Fintech startup AirBux gives Cairns small businesses a loyalty boost with its digital currency app

AirBux Sean Smith

An Australian fintech startup is aiming to solve the “pain point” of loyalty program aggregation for small businesses through a trial of its AirBux Pay platform in Cairns.

AirBux is both a mobile application and a payment and loyalty system, allowing customers to sign up, register a credit card, and transact with a business. They then earn loyalty points in a digital currency called “AirBux” which can be accrued and spent at other Airbux-supported businesses.

The company has just completed a two-month trial of AirBux Pay in Cairns with around 20 local businesses. AirBux chief executive Sean Smith tells SmartCompany it has been well-received by both customers and businesses.

“The idea behind the Cairns launch was very much one of technical proof. We wanted to get feedback from merchants using the platform, which has been very positive so far,” Smith says.

Subhash Rai, owner and director of Cairns restaurant Outback Jacks, said in a statement the trial had brought a number of new customers to the business, especially tourists.

“All of our customers have responded very well to using AirBux, and they are frequently using it as well. Not only that, but we’ve found that they’re happy to download and subscribe to the app as a platform too,” Rai said.

Other businesses AirBux has partnered with for its initial trial include various retail businesses and some cruise and tour providers, with Smith noting the app is not just limited to retailers.

He says many Australian businesses have “fragmented and verticalised” loyalty systems, with each one being specific to a small number of stores. He’s hoping AirBux will “turn the model on its side” and let multiple customers transact at multiple stores, all while earning the digital AirBux currency.

“We wanted to make sure the whole system works with regular payments happening every week, and this success will let us look at multiple areas in the future,” Smith says.

The company is planning another trial of a new version of the AirBux platform next month.

AirBux and its parent company Mobecom have offices in both Singapore and South Africa and are eyeing off the regions as areas for potential expansion once they have the system ironed out Down Under, pinging locations such as Sydney, Melbourne, and Brisbane as potential areas for continued expansion at home.

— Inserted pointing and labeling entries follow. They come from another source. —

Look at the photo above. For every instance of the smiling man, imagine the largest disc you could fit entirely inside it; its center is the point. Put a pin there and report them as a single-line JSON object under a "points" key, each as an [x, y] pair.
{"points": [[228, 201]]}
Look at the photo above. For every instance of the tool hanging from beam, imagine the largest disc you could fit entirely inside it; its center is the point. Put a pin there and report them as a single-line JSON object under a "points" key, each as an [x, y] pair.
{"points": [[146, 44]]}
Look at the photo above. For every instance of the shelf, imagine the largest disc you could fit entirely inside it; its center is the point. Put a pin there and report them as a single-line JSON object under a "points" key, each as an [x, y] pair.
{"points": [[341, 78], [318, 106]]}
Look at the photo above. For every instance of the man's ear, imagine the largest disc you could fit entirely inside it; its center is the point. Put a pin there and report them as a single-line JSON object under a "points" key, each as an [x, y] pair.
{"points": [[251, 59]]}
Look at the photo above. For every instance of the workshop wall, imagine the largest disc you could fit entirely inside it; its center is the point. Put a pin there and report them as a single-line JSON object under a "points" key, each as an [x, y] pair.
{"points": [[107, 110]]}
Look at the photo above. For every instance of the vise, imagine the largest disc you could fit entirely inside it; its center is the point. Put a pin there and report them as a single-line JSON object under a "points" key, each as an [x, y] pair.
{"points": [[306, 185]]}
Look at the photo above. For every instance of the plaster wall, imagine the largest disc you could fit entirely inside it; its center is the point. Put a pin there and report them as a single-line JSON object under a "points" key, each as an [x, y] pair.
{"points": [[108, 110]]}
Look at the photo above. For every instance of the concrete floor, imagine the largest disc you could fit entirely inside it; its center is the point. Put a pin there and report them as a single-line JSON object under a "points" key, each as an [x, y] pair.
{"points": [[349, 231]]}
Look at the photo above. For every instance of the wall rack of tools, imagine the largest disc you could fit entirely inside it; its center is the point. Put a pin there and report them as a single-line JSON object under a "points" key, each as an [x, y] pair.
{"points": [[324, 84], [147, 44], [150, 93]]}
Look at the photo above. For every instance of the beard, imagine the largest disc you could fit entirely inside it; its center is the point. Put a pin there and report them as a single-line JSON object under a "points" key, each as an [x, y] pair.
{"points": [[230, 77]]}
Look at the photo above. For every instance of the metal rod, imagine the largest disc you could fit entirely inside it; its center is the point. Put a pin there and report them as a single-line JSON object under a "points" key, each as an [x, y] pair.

While the term ‘digital currency’ might bring cryptocurrencies like Bitcoin or Ethereum to mind, AirBux’s digital currency does not reside on the blockchain, but Smith says it could be “absolutely feasible” to do so in the future.

“There’s a lot of value to be had in the cryptocurrency space, and while today we don’t have the facility to attach someone’s Bitcoin wallet to the app, in the future it’s absolutely feasible,” he says.

Looking towards the future expansion, Smith was unwilling to put a figure on the number of businesses the company want to get signed up in the next 12 months, but said “the more the merrier”.

“The concept of the product is value through liquidity, and that only works if we’re able to access merchants across a spread of goods in different baskets,” he says.

“The way we’re placing the model should be one of substance for merchants, with no long contracts or monthly fees. We want to ensure we’re the best of the breed in what we do and to do that we need to have a strong focus on partnerships, so watch this space.”